彼女は夢中になって語っている自分に気がついたのか恥ずかしそうに俯いた。

「や、嬉しいけど。」

俺の時計をそんな風に思ってくれるなんて。なんだかくすぐったかった。最近の中学生はなかなか(あなど)れない。

「本当?なら良かった。」

彼女は顔を上げてまた『へへっ。』と笑った。思わず直視してしまったその笑顔に心を優しく撫でられたように感じた。

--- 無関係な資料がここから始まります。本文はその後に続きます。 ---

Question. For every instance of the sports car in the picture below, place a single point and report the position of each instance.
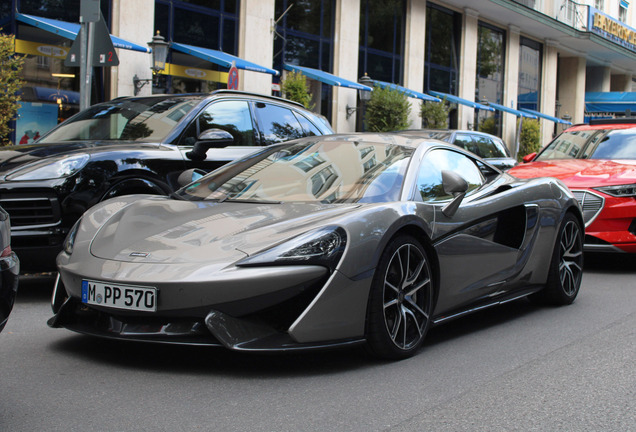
(597, 161)
(321, 242)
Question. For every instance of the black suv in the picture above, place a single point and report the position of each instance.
(132, 145)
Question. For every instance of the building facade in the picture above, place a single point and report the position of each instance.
(494, 59)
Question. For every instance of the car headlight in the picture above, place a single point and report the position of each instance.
(619, 191)
(50, 168)
(323, 246)
(69, 242)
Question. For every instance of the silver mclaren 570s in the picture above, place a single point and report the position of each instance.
(320, 242)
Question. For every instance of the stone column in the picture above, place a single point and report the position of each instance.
(572, 87)
(133, 21)
(547, 104)
(256, 41)
(468, 67)
(414, 50)
(511, 88)
(345, 62)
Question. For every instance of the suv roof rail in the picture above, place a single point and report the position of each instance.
(240, 92)
(619, 120)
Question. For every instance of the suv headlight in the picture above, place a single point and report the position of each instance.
(69, 242)
(50, 168)
(619, 191)
(323, 246)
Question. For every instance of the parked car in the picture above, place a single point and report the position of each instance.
(9, 270)
(598, 163)
(489, 147)
(131, 145)
(318, 243)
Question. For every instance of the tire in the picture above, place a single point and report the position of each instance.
(400, 301)
(566, 266)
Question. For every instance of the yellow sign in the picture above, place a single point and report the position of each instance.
(41, 49)
(195, 73)
(615, 28)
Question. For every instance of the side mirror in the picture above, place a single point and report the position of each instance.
(455, 185)
(211, 138)
(189, 176)
(529, 158)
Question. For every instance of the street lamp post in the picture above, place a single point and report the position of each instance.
(159, 48)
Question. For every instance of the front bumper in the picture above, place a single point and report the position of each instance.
(9, 270)
(613, 228)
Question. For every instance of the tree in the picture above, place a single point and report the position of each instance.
(387, 110)
(10, 83)
(295, 89)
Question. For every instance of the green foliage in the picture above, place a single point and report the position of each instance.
(488, 125)
(530, 140)
(387, 110)
(10, 83)
(295, 88)
(434, 115)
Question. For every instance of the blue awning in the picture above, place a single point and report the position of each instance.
(518, 113)
(70, 30)
(326, 77)
(610, 102)
(457, 99)
(221, 58)
(545, 116)
(408, 92)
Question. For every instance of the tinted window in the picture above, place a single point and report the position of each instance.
(618, 144)
(308, 127)
(320, 170)
(277, 124)
(139, 119)
(429, 180)
(232, 116)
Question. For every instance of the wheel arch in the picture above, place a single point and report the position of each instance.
(416, 228)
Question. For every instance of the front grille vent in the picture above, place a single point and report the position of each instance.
(31, 210)
(591, 203)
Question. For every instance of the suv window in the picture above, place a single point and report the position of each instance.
(233, 116)
(429, 180)
(277, 124)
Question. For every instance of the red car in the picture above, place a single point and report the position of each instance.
(597, 161)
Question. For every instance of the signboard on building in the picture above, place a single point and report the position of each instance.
(611, 29)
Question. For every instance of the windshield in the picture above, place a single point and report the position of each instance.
(139, 119)
(309, 171)
(592, 144)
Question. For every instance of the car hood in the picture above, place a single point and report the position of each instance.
(163, 230)
(581, 172)
(14, 156)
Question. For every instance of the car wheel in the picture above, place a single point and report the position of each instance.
(566, 267)
(401, 300)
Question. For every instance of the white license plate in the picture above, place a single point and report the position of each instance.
(119, 296)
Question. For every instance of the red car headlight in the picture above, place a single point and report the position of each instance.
(619, 191)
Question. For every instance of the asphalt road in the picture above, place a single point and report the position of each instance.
(517, 367)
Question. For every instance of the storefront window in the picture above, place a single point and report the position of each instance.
(490, 76)
(382, 39)
(304, 37)
(530, 53)
(442, 45)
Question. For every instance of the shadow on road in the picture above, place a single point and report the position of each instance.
(610, 262)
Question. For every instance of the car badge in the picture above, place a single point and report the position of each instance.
(140, 254)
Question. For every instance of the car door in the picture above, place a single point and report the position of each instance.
(231, 115)
(482, 242)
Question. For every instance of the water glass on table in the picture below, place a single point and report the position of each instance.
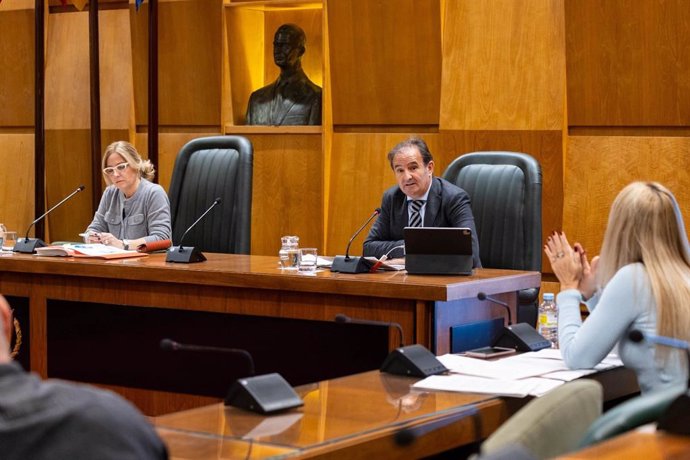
(308, 258)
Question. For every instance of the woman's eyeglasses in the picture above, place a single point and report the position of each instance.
(120, 168)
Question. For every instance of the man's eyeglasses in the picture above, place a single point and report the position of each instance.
(120, 168)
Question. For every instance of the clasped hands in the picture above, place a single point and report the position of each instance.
(105, 238)
(570, 264)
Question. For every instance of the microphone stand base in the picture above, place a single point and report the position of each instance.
(344, 264)
(28, 245)
(184, 255)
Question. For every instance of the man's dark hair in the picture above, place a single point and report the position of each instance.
(412, 142)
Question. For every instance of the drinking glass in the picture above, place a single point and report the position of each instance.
(10, 240)
(308, 259)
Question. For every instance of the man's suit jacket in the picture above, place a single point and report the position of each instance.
(447, 206)
(298, 102)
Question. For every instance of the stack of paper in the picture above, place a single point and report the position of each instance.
(520, 375)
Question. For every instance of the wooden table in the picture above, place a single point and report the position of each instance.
(351, 417)
(357, 416)
(100, 321)
(637, 444)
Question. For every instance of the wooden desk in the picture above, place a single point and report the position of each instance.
(637, 444)
(95, 320)
(350, 417)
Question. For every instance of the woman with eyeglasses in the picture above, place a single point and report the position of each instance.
(132, 210)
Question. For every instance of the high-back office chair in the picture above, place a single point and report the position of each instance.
(205, 169)
(552, 424)
(505, 189)
(630, 414)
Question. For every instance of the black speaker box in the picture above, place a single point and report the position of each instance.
(522, 337)
(412, 360)
(345, 264)
(184, 255)
(264, 394)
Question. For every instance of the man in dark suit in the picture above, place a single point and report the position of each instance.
(54, 419)
(292, 99)
(419, 199)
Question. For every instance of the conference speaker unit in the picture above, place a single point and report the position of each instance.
(522, 337)
(264, 394)
(414, 361)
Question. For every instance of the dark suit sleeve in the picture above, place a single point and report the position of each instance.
(459, 213)
(379, 241)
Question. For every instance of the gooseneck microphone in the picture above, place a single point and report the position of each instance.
(28, 245)
(341, 318)
(521, 336)
(264, 394)
(347, 264)
(171, 345)
(482, 296)
(191, 254)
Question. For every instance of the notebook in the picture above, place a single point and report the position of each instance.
(438, 251)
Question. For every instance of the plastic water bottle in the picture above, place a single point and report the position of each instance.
(289, 252)
(548, 319)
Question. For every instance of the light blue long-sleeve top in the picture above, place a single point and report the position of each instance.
(625, 303)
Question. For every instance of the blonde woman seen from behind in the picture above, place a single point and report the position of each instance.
(641, 281)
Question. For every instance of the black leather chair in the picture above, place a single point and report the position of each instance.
(207, 168)
(505, 188)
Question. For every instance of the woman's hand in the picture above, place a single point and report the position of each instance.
(588, 283)
(109, 240)
(565, 261)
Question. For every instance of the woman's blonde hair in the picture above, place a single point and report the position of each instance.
(645, 225)
(129, 153)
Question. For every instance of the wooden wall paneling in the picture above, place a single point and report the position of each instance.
(116, 76)
(190, 57)
(503, 65)
(17, 184)
(67, 96)
(545, 146)
(598, 167)
(359, 175)
(17, 69)
(190, 62)
(68, 166)
(628, 62)
(385, 61)
(287, 196)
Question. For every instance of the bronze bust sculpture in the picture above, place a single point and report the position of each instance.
(292, 99)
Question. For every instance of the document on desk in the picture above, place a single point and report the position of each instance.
(500, 368)
(470, 384)
(529, 373)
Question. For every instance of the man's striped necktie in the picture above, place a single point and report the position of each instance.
(415, 216)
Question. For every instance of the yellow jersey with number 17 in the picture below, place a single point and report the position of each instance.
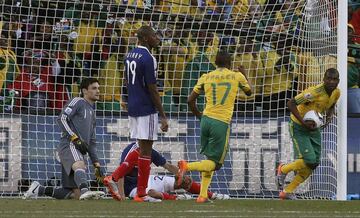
(220, 87)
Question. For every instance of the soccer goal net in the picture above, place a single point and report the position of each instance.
(47, 47)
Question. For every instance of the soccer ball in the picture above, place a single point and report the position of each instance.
(315, 117)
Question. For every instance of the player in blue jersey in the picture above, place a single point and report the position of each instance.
(144, 103)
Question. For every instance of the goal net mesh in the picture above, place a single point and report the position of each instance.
(47, 47)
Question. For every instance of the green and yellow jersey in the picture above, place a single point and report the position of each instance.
(220, 87)
(8, 68)
(315, 98)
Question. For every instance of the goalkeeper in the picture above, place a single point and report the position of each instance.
(77, 122)
(306, 137)
(220, 87)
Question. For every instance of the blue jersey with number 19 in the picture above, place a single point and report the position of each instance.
(140, 70)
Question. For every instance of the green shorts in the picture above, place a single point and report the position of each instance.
(307, 144)
(214, 139)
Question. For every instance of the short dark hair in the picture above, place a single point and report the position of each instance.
(331, 70)
(86, 82)
(144, 31)
(223, 59)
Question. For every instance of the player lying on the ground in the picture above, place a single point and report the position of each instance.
(159, 188)
(128, 170)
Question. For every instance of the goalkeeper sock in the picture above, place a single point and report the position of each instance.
(202, 166)
(80, 180)
(167, 196)
(293, 166)
(195, 189)
(143, 174)
(300, 177)
(205, 182)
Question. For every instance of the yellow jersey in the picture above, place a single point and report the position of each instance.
(315, 98)
(220, 87)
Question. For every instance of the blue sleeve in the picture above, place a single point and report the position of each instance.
(157, 158)
(150, 68)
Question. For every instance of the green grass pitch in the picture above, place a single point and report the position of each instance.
(230, 208)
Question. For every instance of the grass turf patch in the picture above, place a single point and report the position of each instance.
(229, 208)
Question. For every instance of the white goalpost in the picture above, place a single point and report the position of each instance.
(285, 46)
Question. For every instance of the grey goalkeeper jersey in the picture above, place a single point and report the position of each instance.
(78, 117)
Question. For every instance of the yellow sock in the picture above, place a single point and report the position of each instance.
(202, 166)
(301, 176)
(293, 166)
(205, 182)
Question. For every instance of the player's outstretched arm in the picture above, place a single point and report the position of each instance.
(192, 104)
(155, 194)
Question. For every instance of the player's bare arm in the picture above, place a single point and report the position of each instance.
(293, 109)
(157, 102)
(192, 104)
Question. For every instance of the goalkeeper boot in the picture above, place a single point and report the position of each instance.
(219, 196)
(203, 200)
(91, 195)
(33, 191)
(287, 196)
(280, 177)
(112, 187)
(182, 170)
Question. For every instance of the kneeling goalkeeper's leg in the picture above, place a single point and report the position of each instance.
(300, 177)
(205, 183)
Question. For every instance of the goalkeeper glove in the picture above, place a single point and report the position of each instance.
(79, 144)
(99, 174)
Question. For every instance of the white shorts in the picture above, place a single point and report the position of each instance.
(145, 127)
(158, 183)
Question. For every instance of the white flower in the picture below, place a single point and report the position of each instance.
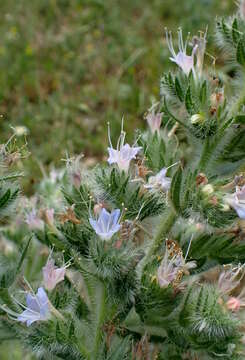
(237, 201)
(52, 275)
(37, 308)
(208, 189)
(33, 221)
(107, 224)
(199, 44)
(184, 61)
(154, 121)
(20, 130)
(123, 154)
(160, 180)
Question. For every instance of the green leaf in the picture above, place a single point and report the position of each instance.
(240, 55)
(203, 92)
(5, 198)
(235, 32)
(189, 104)
(240, 119)
(23, 255)
(179, 90)
(176, 189)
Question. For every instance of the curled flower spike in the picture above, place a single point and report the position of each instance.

「オーダーメイドはやらないけど、電話の礼に好きなやつ持ってけば。や、気に入ったやつがあればだけど。」

本当は電話と、今くれた言葉への礼だった。こんなに綺麗な感想をもらったのは2度目のことだった。彼女の時間を俺の時計が刻んでくれたら、そう思った。

「え、いいの?」

「ここのマーケットに出すのは手頃な値段のやつばかりだし、気にしないで選べ。」

「えー迷うなぁ。素敵なのばかりだし。社会人になるから新しい腕時計がほしいけど、これだと職場ではつけられないよね。でも、すごくかわいい。」

彼女は白い腕時計を見ながら言う。文字盤が雪うさぎの形になっており赤い目と緑の耳がついていて、ベルトは少しもふもふした生地を使っている、という作品だ。

───ん?今なんて?

「中卒で働くんだ。えらいな。」

そう言うと、彼女はさらりと信じられない言葉を返してきた。